Welcome

Vance T. Holliday, Executive Director
School of Anthropology and Department of Geosciences
University of Arizona
Tucson, AZ
email: vthollid@email.arizona.edu
phone: (520) 621-4734

The Argonaut Archaeological Research Fund (AARF), based in the School of Anthropology at the University of Arizona, is a privately endowed research program focused on understanding the earliest peopling of the Greater Southwest. This field-based endeavor deals primary with Paleoindian archaeology and geoarchaeology in New Mexico, Arizona, far western Texas, southern California, and in Mexico, northern Sonora and Chihuahua. AARF deals with all aspects of Paleoindian archaeology in the region, but is particularly focused on the earliest classical Paleoindian occupations (Clovis and Folsom) and evidence for any earlier human presence in the region.
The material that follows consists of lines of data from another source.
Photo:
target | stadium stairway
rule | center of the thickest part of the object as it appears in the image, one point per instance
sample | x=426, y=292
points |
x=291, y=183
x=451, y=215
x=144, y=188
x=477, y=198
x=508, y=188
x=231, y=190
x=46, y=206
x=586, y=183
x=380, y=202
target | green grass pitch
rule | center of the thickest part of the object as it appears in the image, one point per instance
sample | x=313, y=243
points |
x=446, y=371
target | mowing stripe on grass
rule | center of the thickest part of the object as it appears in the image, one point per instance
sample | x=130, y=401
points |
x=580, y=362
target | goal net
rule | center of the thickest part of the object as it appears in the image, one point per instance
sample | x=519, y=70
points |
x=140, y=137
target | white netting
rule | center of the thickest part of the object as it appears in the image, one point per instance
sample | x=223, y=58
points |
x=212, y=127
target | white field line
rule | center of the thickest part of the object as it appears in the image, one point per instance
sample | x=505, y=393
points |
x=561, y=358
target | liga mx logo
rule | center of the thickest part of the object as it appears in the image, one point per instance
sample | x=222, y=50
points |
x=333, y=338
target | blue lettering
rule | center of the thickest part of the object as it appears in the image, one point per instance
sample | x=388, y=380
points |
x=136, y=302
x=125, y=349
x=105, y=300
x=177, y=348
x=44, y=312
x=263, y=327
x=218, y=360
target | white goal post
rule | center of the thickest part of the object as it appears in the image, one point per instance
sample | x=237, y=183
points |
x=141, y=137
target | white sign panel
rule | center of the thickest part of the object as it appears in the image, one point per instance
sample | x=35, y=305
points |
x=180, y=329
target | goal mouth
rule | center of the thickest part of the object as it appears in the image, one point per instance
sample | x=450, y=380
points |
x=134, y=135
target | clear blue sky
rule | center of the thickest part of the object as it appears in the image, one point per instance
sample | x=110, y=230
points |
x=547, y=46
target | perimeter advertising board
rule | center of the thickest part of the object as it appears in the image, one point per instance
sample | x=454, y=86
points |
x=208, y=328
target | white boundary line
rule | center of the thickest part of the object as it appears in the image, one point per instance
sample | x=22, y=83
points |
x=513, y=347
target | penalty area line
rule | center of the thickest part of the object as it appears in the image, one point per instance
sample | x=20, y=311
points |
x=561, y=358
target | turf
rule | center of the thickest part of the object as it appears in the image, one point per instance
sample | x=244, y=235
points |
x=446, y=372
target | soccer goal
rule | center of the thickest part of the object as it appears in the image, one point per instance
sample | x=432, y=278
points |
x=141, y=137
AARF is one of six archaeological research funds in the United States focused on the peopling of the New World. All are tied to major research universities, are directed by established archaeologists or geoarchaeologists, and most have a specific geographic focus.
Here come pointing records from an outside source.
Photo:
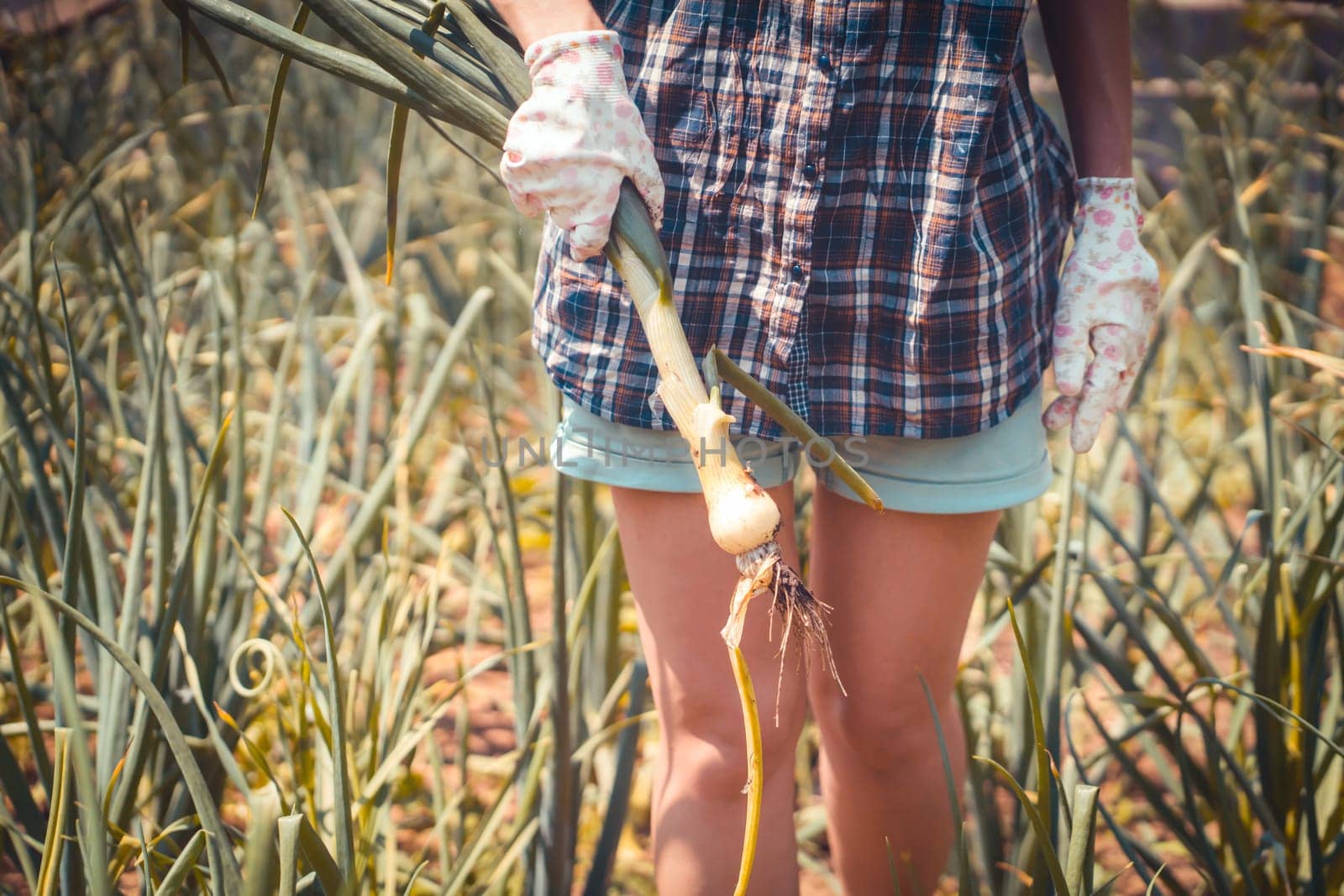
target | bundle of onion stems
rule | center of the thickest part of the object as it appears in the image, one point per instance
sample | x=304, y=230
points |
x=454, y=62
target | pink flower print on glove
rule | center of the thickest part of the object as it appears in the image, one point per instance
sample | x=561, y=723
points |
x=1108, y=298
x=578, y=136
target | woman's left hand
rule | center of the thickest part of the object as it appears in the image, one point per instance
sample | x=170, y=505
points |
x=1108, y=298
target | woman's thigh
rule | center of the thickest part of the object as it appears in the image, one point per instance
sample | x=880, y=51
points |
x=900, y=587
x=682, y=584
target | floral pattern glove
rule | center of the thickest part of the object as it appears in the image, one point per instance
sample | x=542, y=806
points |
x=578, y=136
x=1108, y=298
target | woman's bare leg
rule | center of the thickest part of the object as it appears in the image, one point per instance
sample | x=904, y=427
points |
x=900, y=587
x=682, y=584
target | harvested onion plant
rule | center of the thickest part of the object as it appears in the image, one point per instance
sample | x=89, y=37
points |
x=479, y=78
  • The Quest Archaeological Research Fund at Southern Methodist University (David Meltzer, Executive Director) is devoted to the Great Plains and western slope of the Southern Rocky Mountains
  • The Great Basin Paleoindian Research Unit (formerly the Sundance Archaeological Research Fund) at the University of Nevada - Reno (Goeffrey Smith, Executive Director) focuses on the Great Basin
  • The North Star Archaeological Research Fund at Texas A&M University (Michael Waters, Executive Director) looks to the southeast and eastern United States
  • The Odyssey Archaeological Research Fund at the Kansas Geological Survey and University of Kansas (Rolfe Mandel, Executive Director) deals with the midcontinental U.S.
  • Loren Davis at Oregon State University is Executive Director for the Keystone Archaeological Research Fund. KARF focuses primarily on the West Coast of North America, largely the Oregon Coast and interior and Baja California in Mexico.
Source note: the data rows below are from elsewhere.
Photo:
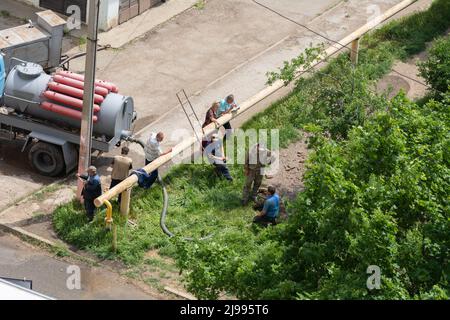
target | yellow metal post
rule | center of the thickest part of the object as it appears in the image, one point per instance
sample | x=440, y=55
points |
x=354, y=55
x=125, y=202
x=108, y=219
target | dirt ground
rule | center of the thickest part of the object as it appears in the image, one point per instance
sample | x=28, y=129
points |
x=289, y=178
x=393, y=83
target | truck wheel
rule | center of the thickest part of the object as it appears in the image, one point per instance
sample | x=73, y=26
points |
x=47, y=159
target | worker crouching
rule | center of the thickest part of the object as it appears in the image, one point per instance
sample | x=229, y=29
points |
x=257, y=158
x=271, y=208
x=92, y=189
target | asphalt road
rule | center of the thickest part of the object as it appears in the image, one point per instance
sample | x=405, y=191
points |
x=50, y=275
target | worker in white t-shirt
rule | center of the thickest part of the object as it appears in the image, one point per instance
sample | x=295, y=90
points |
x=153, y=151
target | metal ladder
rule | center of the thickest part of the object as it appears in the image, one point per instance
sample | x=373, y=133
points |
x=189, y=111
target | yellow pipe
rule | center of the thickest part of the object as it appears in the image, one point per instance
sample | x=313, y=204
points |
x=108, y=218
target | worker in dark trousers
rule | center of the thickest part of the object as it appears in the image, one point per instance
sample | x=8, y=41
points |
x=216, y=157
x=121, y=168
x=226, y=106
x=92, y=189
x=271, y=208
x=153, y=151
x=256, y=159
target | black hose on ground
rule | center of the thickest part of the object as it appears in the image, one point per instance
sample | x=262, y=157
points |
x=162, y=220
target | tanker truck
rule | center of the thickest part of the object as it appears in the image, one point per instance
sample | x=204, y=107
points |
x=44, y=110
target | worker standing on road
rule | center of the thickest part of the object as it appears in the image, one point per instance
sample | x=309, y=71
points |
x=210, y=118
x=256, y=159
x=216, y=156
x=121, y=168
x=226, y=106
x=153, y=151
x=270, y=210
x=92, y=189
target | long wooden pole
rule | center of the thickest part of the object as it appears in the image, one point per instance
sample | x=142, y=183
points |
x=187, y=143
x=84, y=159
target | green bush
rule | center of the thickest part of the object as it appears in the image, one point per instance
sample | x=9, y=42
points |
x=378, y=198
x=436, y=69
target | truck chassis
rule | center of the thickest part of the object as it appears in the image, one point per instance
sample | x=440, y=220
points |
x=52, y=150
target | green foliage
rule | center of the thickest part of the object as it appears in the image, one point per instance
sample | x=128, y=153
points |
x=378, y=198
x=436, y=69
x=200, y=203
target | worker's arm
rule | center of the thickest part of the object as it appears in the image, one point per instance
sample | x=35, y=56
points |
x=167, y=152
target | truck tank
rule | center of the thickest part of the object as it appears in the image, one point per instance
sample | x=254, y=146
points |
x=58, y=98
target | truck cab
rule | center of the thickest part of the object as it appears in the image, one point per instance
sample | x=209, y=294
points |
x=45, y=111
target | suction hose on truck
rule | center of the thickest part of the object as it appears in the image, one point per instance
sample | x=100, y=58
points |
x=162, y=220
These projects were established through the remarkable generosity of two people: the late Joe Cramer (1919-2013) and his wife Ruth Cramer of Denver, Colorado. Joe Cramer was a geologist, retired from many years in the oil patch. He had a long interest in archaeology, particularly the contentious issue of when people first arrived in the Americas. He decided to actively address this question beginning in the early 1990s and, as a result of his successes in petroleum exploration, provided funding for the five research endowments specifically focused on Paleoindian studies. The Cramer endowments are the only long-term research programs in the United States focused exclusively on Paleoindian archaeology and geoarchaeology. This is a remarkable legacy for the Cramers and for the study of the peopling of the New World.